VISION: Graphic of speed/distance showing that at 50 km/h you the car stops 35 m, at 55 km/h it stops at 40m, at 60 km/h it stops at 45m. At 65 km/h and 70 km/h it would hit an object at 45 m.
David Logan: and just by the use of simple mathematical equations we demonstrated that the significance of a 5 kilometre an hour difference in initial speed
VISION: car comes to a halt
David Logan: translated to 27 kilometre an hour difference in the final impact speed because of the way the maths works
VISION: David Logan in MUARC simulator; graphs of equations.
It is fairly simple maths, the equation is simply V squared equals U squared plus 2ax. V squared represents the square of the final speed. Now for the purposes of stopping distance we usually just let that equal zero because we are assuming that we want the car to stop. So we end up with U squared plus 2ax equals zero and by rearranging that we end up with the equation d is equal to U squared divided by 2a.
VISION: graphs of equations. V = U squared + 2ax. Graphs for initial speeds of 60 km/h and 65 km/h are shown.
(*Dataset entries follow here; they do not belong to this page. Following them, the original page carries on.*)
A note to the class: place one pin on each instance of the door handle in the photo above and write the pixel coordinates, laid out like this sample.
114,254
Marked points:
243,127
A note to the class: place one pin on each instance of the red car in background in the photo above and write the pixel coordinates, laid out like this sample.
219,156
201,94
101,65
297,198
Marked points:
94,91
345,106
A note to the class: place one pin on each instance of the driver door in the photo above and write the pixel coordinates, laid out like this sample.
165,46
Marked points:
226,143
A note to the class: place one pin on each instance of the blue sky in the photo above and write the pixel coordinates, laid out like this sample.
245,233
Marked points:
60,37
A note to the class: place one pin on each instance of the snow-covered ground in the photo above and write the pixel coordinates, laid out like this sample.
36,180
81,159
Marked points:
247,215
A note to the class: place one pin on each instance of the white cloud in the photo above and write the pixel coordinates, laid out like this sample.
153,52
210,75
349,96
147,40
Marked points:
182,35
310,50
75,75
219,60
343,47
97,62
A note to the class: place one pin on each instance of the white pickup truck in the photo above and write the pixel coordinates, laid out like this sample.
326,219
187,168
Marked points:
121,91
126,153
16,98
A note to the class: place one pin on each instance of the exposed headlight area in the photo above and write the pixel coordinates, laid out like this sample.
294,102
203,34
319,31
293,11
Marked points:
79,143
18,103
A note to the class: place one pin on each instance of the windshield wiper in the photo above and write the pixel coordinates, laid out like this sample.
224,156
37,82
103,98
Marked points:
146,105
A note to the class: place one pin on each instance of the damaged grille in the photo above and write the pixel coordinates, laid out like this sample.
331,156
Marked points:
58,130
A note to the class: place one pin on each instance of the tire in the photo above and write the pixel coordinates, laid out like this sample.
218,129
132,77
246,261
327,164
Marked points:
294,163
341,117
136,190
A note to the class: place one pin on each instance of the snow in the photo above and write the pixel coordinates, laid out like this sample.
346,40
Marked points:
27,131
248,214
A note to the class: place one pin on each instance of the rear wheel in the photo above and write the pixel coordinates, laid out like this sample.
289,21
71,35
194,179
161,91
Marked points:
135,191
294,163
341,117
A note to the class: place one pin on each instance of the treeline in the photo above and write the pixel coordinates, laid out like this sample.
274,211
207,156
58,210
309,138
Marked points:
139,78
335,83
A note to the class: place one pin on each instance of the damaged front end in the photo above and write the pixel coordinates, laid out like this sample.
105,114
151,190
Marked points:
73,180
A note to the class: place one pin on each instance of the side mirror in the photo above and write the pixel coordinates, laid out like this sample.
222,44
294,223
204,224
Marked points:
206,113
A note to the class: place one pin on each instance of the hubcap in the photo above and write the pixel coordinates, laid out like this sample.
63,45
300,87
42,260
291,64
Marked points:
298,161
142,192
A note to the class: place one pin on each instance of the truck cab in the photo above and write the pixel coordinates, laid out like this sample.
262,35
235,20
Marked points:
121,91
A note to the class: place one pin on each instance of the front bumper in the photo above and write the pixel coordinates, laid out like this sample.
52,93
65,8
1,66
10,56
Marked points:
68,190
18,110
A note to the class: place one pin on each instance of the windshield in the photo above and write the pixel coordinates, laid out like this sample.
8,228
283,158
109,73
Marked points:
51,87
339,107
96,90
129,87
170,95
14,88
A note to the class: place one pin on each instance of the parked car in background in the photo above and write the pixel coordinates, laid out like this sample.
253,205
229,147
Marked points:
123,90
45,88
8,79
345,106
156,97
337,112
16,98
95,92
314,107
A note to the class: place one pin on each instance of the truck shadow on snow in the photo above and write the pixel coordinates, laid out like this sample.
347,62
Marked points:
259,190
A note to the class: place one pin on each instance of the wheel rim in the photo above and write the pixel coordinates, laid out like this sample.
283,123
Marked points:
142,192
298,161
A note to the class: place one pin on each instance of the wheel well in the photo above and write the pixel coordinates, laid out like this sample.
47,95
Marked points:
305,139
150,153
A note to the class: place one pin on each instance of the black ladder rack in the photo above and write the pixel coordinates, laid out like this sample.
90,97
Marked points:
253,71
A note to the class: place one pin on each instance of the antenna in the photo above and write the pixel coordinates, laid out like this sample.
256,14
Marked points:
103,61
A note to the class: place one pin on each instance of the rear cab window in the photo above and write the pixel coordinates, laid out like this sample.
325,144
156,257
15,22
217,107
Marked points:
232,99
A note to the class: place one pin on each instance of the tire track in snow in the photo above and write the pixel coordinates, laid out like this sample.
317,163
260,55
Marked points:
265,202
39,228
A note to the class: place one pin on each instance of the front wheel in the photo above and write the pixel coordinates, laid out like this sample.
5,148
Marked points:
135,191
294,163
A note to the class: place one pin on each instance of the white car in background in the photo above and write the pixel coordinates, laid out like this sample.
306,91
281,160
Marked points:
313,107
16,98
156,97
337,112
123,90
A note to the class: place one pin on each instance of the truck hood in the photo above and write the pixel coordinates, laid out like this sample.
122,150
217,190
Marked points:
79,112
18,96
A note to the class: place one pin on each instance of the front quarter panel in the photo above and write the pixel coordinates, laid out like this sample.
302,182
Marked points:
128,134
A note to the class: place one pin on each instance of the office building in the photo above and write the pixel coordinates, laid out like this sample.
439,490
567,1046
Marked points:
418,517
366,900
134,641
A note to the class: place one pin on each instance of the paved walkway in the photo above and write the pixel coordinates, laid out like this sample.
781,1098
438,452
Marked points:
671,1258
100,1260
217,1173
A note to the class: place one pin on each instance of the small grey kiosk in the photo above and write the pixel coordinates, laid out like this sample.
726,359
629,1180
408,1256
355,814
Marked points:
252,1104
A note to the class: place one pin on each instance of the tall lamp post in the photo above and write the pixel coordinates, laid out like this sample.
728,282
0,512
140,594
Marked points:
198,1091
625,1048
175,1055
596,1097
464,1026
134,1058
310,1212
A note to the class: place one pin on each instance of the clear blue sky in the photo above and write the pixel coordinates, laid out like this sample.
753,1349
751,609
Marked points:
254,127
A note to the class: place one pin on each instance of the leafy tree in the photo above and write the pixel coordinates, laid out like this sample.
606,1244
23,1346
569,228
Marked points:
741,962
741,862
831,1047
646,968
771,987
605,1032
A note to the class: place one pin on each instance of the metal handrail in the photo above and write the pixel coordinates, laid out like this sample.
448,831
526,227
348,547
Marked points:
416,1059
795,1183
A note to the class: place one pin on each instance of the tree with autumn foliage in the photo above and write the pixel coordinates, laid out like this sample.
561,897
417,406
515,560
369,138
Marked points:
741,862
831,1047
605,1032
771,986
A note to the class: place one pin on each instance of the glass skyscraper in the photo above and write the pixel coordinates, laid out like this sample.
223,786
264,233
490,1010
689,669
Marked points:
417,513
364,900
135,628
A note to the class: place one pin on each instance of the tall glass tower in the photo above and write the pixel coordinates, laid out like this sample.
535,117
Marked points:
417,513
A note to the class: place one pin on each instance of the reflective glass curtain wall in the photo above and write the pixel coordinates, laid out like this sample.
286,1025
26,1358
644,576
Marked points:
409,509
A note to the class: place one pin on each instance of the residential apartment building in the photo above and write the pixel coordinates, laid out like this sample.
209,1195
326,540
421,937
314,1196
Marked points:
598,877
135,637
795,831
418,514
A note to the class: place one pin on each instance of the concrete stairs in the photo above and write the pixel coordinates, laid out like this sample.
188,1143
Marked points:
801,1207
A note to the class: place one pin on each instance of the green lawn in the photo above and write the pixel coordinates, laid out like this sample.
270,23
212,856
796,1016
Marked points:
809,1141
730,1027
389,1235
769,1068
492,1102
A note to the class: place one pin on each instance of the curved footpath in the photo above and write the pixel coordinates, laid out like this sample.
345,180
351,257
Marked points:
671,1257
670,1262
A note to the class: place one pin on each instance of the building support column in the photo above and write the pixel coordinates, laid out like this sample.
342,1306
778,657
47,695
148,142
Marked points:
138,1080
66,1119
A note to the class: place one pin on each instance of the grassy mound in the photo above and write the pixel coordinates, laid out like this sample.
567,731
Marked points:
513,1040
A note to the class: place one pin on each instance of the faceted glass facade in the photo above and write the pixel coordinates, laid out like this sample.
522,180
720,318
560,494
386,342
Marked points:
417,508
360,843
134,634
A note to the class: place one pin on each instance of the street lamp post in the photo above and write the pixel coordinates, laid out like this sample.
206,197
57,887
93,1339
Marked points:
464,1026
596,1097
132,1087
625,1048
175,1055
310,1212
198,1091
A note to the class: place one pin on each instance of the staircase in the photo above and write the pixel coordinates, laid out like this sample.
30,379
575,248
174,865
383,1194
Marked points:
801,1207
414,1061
So what that means is that the stopping distance is proportional to the square of the initial speed.
VISION: car driving; stopping distances measured.
For a doubling in initial speed the stopping distance will increase by a factor of four. For a tripling in an initial speed say from 20 kilometres an hour to 60 kilometres an hour the stopping distance will increase by a factor of nine . So that’s where the maths is showing us how important initial speed is for stopping distance
VISION: David Logan in MUARC simulator.
The thing that people should remember is most of the stopping is done in the last few metres because you're still taking off speed at the same rate but you're doing it from a much smaller base so you’ve already taken off a lot of speed, those last few kilometres an hour drop away quite quickly
VISION: CRASH LAB footage showing impacts at 100 km/h and 60 km/h.
By having a lower speed, initially you’ll be able to get into the lower part of the curve more quickly as well and therefore wash off the speed that’s required.
VISION: Jacqui Lewis,Safety Design engineer ; GMH animation
At Holden we’re about to introduce forward collision alert which is designed to alert a driver when they’re travelling too close to the vehicle in front using a math algorithm behind all of that
VISION: GMH animation; Jacqui Lewis:Safety Design engineer.
Jacqui Lewis: Maths and physics, are the building blocks to determine when we need to help our drivers for safe stopping distances
VISION: Lily driving
Generally people don’t drive as though they're waiting for something to happen. Often people are thinking about other things... and every second that time increases at 60 kilometres an hour you travel another 15 or 16 metres down the road and that could mean the difference between stopping in time and not stopping in time
VISION: Lily driving; crash; Car wheel comes to a halt.
NARRATOR: Three seconds could save a person's life. So whatever speed you're doing - do the maths.